Ketika Jerman memasuki wilayah Kerajaan Belanda pada bulan Mei 1940, keluarga kerajaan Belanda melarikan diri ke Inggris. Orang Belanda yang anti fasis semua ditangkap dan dimasukkan ke dalam kamp konsentrasi NAZI, termasuk satu orang Indonesia di Belanda Dr Paelindungan Loebis. Pelarian keluarga kerajaan Belanda ini ke Inggris untuk kali kedua setelah yang pertama pada tahun 1894 Prancis (Napoleon) menduduki Belanda dan setahun kemudian menduduki Batavia dan Jawa. Tidak lama kemudian, ketika Jepang memasuki wilayah Indonesia (baca: Hindia Belanda) pejabat-pejabat Belanda melarikan diri ke Australia termasuk Dr HJ van Mook. Orang-orang Eropa (kecuali Jerman) di Indonesia, laki-laki, perempuan dan anak-anak semua ditangkap dan kemudian diinternir di berbagai penjara dan pusat interniran di seluruh Indonesia. Malang nian nasib orang Belanda.

Bagaiana dengan orang Belanda di Riau? Tidak banyak yang terinforasikan. Sunyi senyap setelah militer Jepang memborbardir Singapoera dan Tarempa (Natoena), orang-orang Belanda melarikan diri ke Sumatra untuk evakuasi ke Australia melalui pelabuhan Padang. Satu keluarga yang evakuasi dari Riau adalah Dr Achmad Hoesin Siagian dan istrinya yang juga dokter (anak Dr Radjamin Nasution, Wali Kota Soerabaja) serta anak mereka evakuasi tidak ke Soerabaja tetapi langsung pulang ke kampong ompungnya di Tapanuli (Selatan). Lantas bagaimana situasi dan kondisi setelah Jepang takluk kepada Sekutu dan Kemerdekaan Indonesia diproklairkan di Djakarta pada tanggal 17 Agustus 1945? Seperti kata ahli sejarah tempo doeloe, semua ada permulaan dan akan tiba waktunya berakhir. Untuk menambah pengetahuan dan meningkatkan wawasan sejarah nasional, mari kita telusuri sumber-sumber tempo doeloe.

Sejarah seharusnya memiliki permulaan. Jika sejarawan gagal memberikan bukti catatan tertulis, setiap orang bahkan oleh penduduknya sendiri akan menciptakan imajinasi sendiri. Untuk menghindari hal itu terjadi, sumber utama yang digunakan dalam artikel ini adalah ‘sumber primer’ seperti surat kabar dan majalah sejaman, foto dan peta-peta. Sumber buku hanya digunakan sebagai pendukung (pembanding), karena saya anggap buku juga merupakan hasil kompilasi (analisis) dari sumber-sumber primer. Dalam penulisan artikel ini tidak semua sumber disebutkan lagi karena sudah disebut di artikel saya yang lain. Hanya sumber-sumber baru yang disebutkan atau sumber yang sudah pernah disebut di artikel lain disebutkan kembali di artikel ini hanya untuk lebih menekankan saja*.
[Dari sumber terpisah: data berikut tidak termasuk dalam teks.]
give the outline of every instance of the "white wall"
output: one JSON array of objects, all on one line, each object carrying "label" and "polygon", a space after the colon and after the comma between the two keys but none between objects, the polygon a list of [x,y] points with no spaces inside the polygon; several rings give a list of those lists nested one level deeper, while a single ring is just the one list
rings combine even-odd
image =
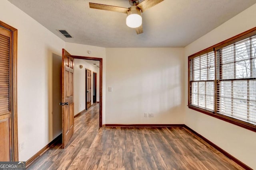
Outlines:
[{"label": "white wall", "polygon": [[[65,49],[71,55],[91,57],[102,59],[102,124],[105,124],[106,69],[106,48],[74,43],[66,43]],[[92,53],[90,54],[89,54],[87,53],[87,51],[88,50],[91,51]],[[100,74],[97,74],[97,75],[98,74],[99,74],[98,76],[99,76]],[[98,84],[99,84],[99,82],[98,82]],[[98,93],[99,93],[100,90],[98,91]]]},{"label": "white wall", "polygon": [[26,161],[61,133],[53,130],[52,63],[65,43],[7,0],[0,20],[18,29],[18,136],[25,146],[19,157]]},{"label": "white wall", "polygon": [[[256,4],[186,47],[184,81],[187,101],[188,56],[256,26]],[[186,108],[185,124],[256,169],[256,133]]]},{"label": "white wall", "polygon": [[183,52],[107,48],[106,124],[184,123]]},{"label": "white wall", "polygon": [[[83,110],[85,109],[85,69],[92,71],[91,76],[93,77],[93,72],[100,74],[98,67],[93,66],[86,62],[86,60],[75,59],[74,68],[74,114],[76,115]],[[79,65],[83,66],[82,68],[79,68]],[[97,77],[98,76],[97,76]],[[99,78],[99,77],[98,77]],[[92,92],[93,78],[92,78]],[[97,79],[97,83],[99,84],[99,78]],[[99,86],[98,86],[99,87]],[[99,88],[97,88],[97,96],[99,96]],[[92,104],[93,102],[93,94],[91,93]]]}]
Riau: Pendudukan Militer Jepang

Pada bulan Mei 1945 wilayah Belanda diserahkan kembali Jerman kepada kerajaan Belanda. Keluarga kerajaan yang berada di pengasingan selama (lima tahun) kembali ke tanah air. Kehidupan politik Belanda bangkit kembali. Sementara militer Jepang masih menduduki Indonesia, pihak kerajaan dan para politisi di Belanda mulau ikut mendukung warga Indonesia di Belanda yang melancarkan anti fasis (anti Jepang) dan keerdekaan Indonesia. Ir Soekarno dkk yang bekerjasama dengan militer Jepang turut menjadi sasaran tembak para politis Belanda (musuh Belanda selama era kolonial Belanda).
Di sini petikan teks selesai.